A conversation with Alyson Shotz
Alyson Shotz (b. 1964, Glendale, Arizona) received an MFA from the University of Washington, Seattle, and a BFA in painting from the Rhode Island School of Design in 1987, after studying Geology at the University of Colorado. From that time, the artist still retains her interest in scientific investigations on the nature of space. Since her first production of sculptures in the mid-1990s, Shotz’s work takes hold of a broad variety of materials—synthetic, textiles, or metals—to explore our modes of perceiving space, the limits of experience, and essential physical phenomena such as gravity, tension, and movement. Commenting on recently-found evidence that matter only amounts to 4% of the universe, the artist has declared: “My work began with a question about space: what is it, what is it made of, how does it shape everything we see around us. The substance of space eludes us. Much of my work seeks to visualize this empty space, as well as portraying gravity and light. I consider these natural forces to be primary materials a sculptor can make use of."

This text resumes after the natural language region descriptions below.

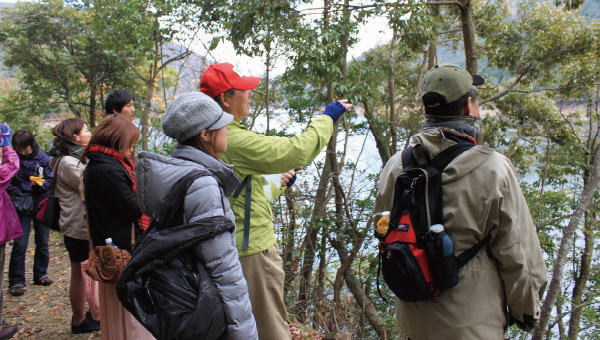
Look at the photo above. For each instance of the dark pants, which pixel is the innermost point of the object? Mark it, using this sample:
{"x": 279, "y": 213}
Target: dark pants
{"x": 16, "y": 268}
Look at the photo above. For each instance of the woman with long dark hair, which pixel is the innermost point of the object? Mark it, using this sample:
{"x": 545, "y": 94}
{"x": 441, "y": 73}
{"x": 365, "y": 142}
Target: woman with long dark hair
{"x": 113, "y": 212}
{"x": 72, "y": 136}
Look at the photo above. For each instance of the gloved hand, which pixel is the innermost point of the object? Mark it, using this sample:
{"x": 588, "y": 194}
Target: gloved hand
{"x": 289, "y": 178}
{"x": 37, "y": 180}
{"x": 291, "y": 181}
{"x": 6, "y": 135}
{"x": 335, "y": 110}
{"x": 528, "y": 323}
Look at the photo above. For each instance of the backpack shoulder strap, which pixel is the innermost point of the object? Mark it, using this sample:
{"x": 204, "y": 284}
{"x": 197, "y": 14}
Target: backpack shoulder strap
{"x": 247, "y": 182}
{"x": 441, "y": 161}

Object for Reflection (2017) consists of countless small pieces of perforated aluminum connected by rings of steel, which in contact with light act as pixels on a screen and create a subtle and constant vibration. While the back of the work offers a multiplicity of dark shades on the metallic surface, the front side acts as a highly refractive support. Object for Reflection thus stands as a large scale sculpture whose verticality—between textile and architectural—establishes a dialogue with the Guggenheim Museum Bilbao’s iconic spaces. At the same time, the work responds with intensity to the light conditions and the movement of spectators around it. To achieve this complexity of effects, Shotz creates the illusion of a solid volume and confronts it with the folds of a flexible material, thus producing an alloy of weight and weightlessness, rigidity and malleability, opacity and translucency. As the artist explained during the presentation of Object for Reflection at the Guggenheim Museum Bilbao, the piece takes as its starting point the monumentality of modernist sculpture in metal, but only to reformulate the latter’s traditional role and value. While its authoritative weight decreases, its complexity expands dramatically.